Sukh may relate to body and worldly comforts, as also the natural state of atman, that is, absence of any form of Dukh.
Simiran is not exactly prayer – at least, not the kind of prayer that is implied in the above doha’s translation, where you pray for relief from existential distress, or for gain of worldly goodies. Simiran is meditation in the sense Ramana Maharshi used the term, that is, a constant remembrance of and instinctive communion with your eternal equation with God, also called ajapa-japa.
A logical question arises: Any form of prayer to God or remembrance of Him, whether in times of distress or joy, should be rewarding. What is wrong if you pray in times of distress?
Praying and communing are acts of the mind.

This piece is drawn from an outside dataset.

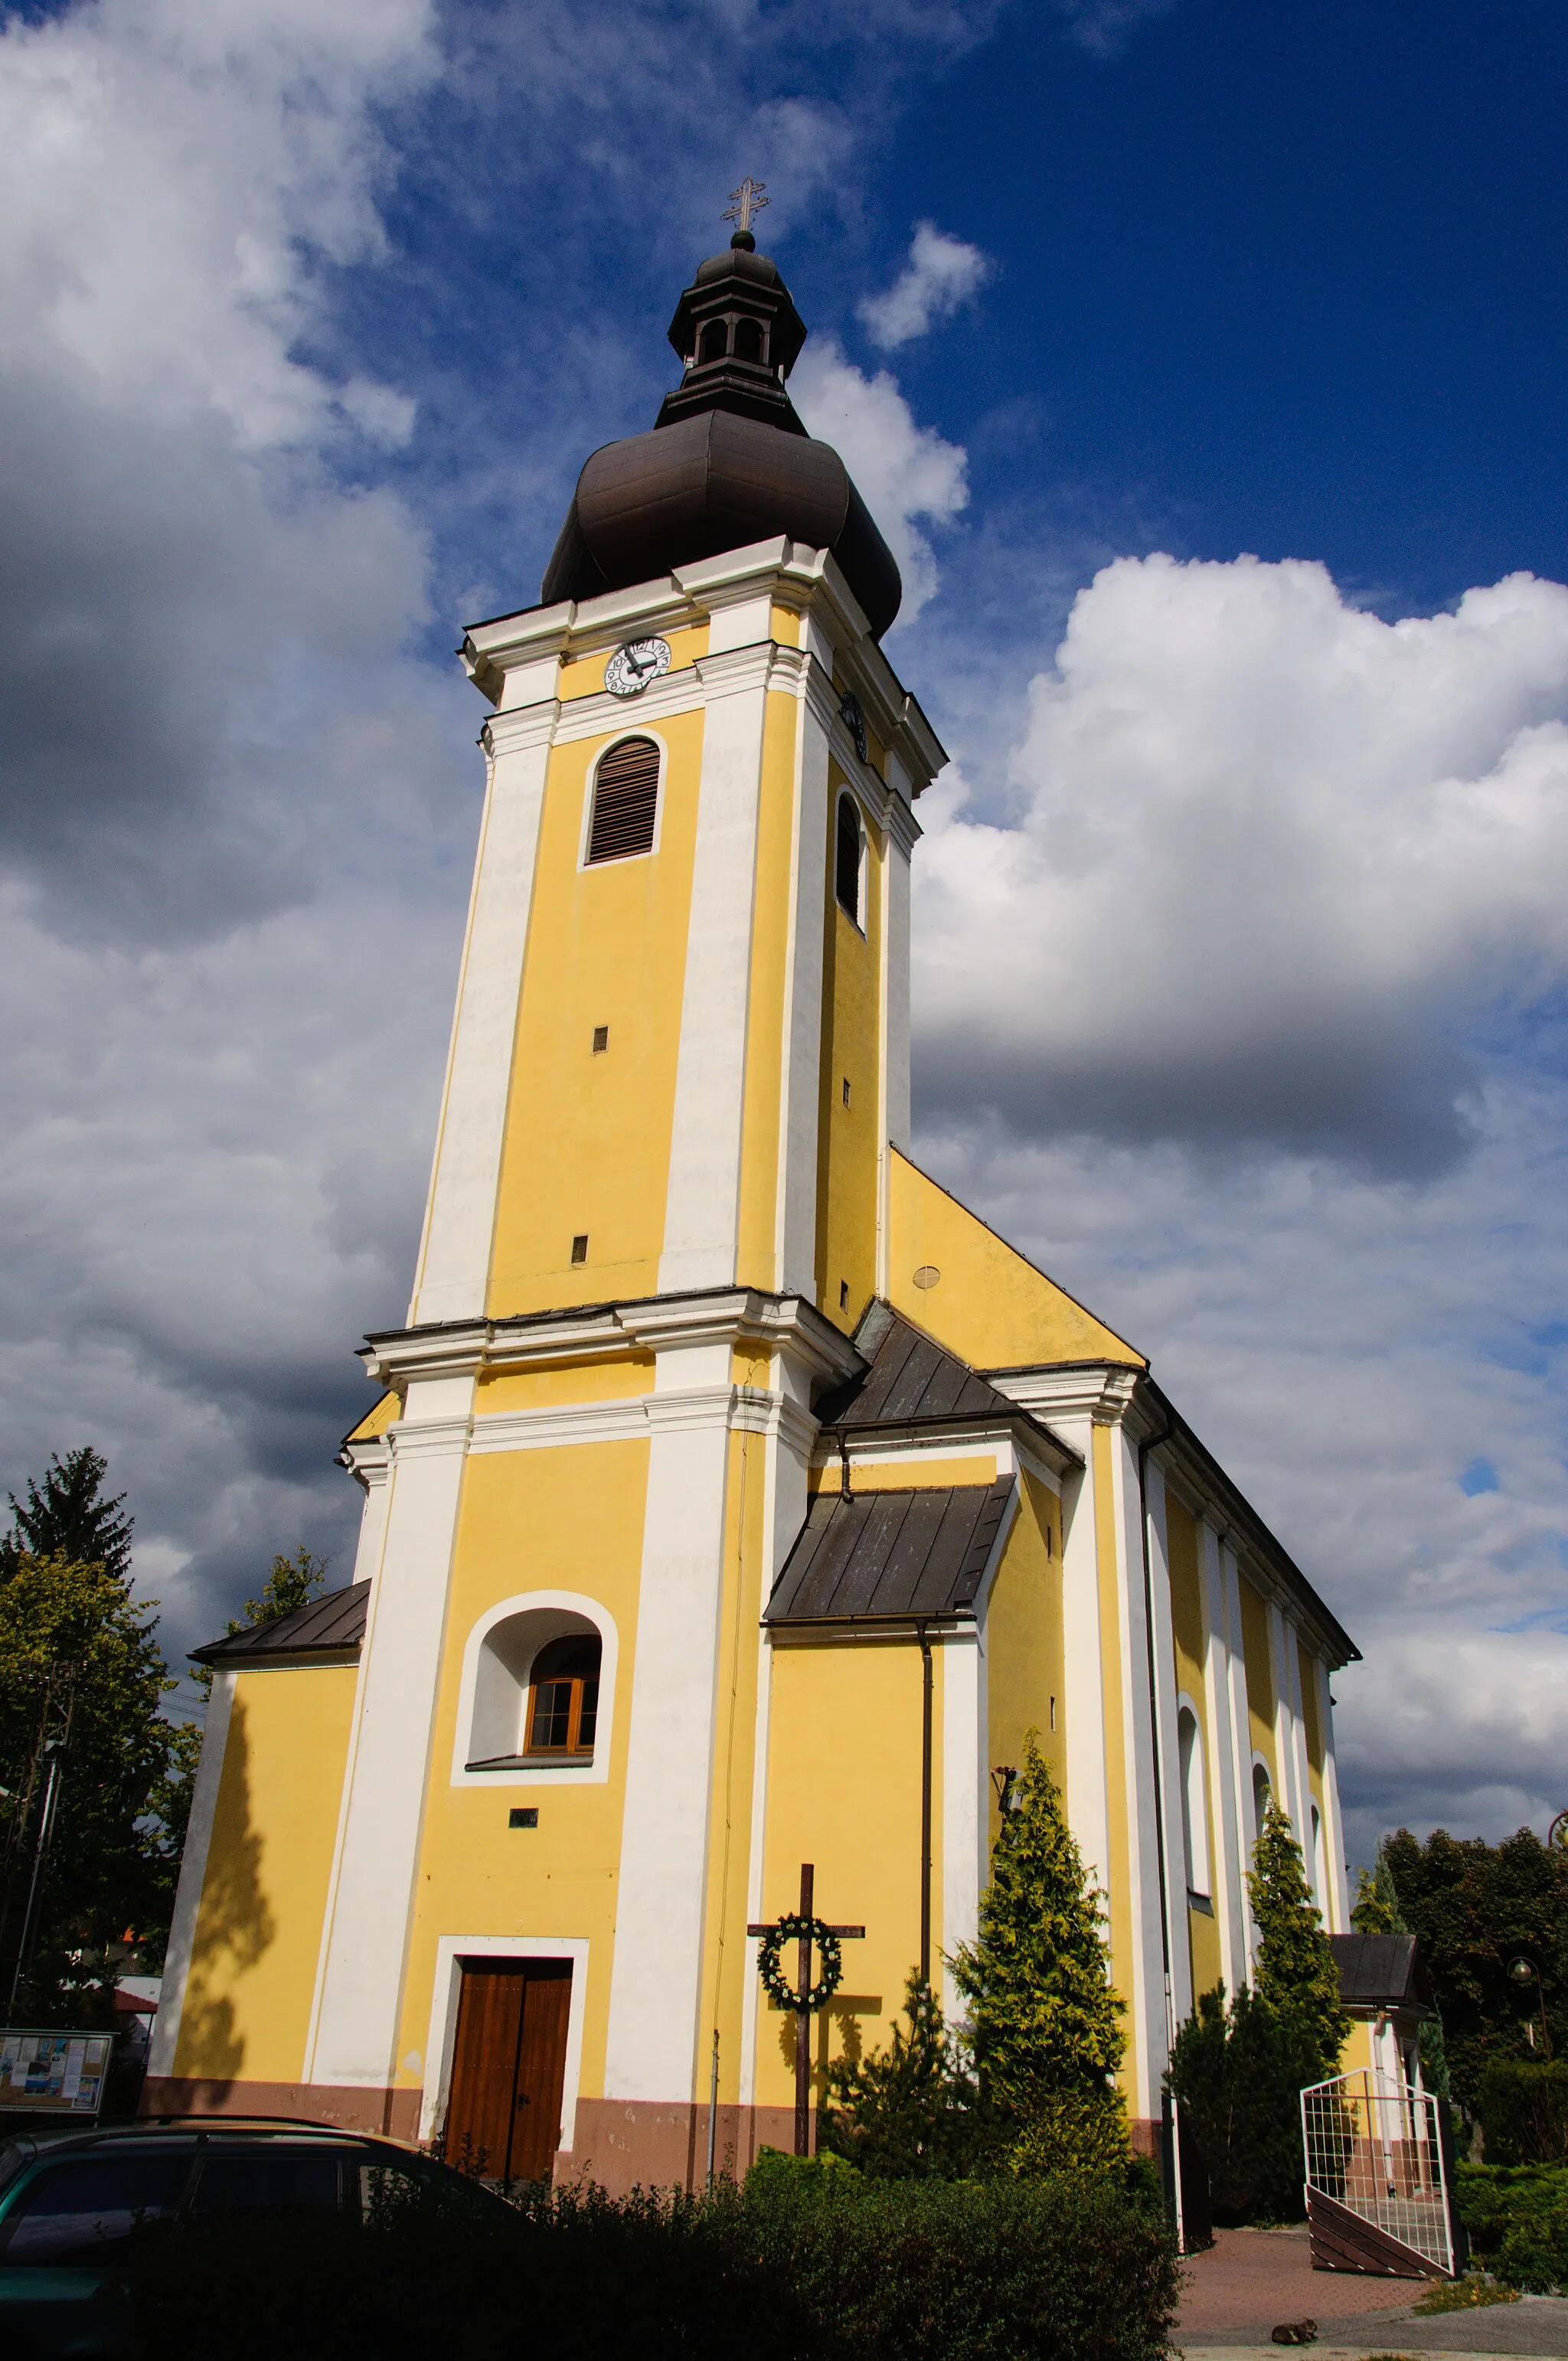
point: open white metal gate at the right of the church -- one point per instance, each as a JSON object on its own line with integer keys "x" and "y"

When you pray in times of joy, your mind immerses in God-thought. But when you pray in times of distress, your mind is pre-occupied with the distress and the urge to be rid of it. Meaningful communion is just not possible in such a state. In fact, when in distress you do not commune at all: you indulge in desperate prayer, calling upon the force to rid you of the distress. Since distress always is existential in nature, your entire act is doomed to a mundane exercise.
Jesus exhorts his disciples not to come to prayer when there is an issue raging inside their mind relating to worldly affairs. He says to first go sort that matter out, and only then, when calm, to come to prayer. That is, not to pray in Dukh, but rather in Sukh, so the exercise can be fruitful.
When you pray for things like relief from distress, you may often find your prayer answered, but such relief is destined to be impermanent if it fails to consolidate your faith along the right path. A new distress will confront you sooner or later. This cycle of distress-prayer-forgetfulness-new distress-return to prayer will go on and on and you will make no meaningful progress toward an enduring resolution of all distress. The cycle is likely to extend beyond one birth and death to multiple births in multiple wombs, not necessarily in human species.
On the other hand, if you cultivate joy born of contentment and a realisation of the fact that happiness is our natural state, and cultivate the habit of unending communion with the Self within, you establish yourself in eternal joy. As Adi Shankaracharya declares, such a one is full of joy, irrespective of the mundane circumstances she is placed in. Distress can never approach her.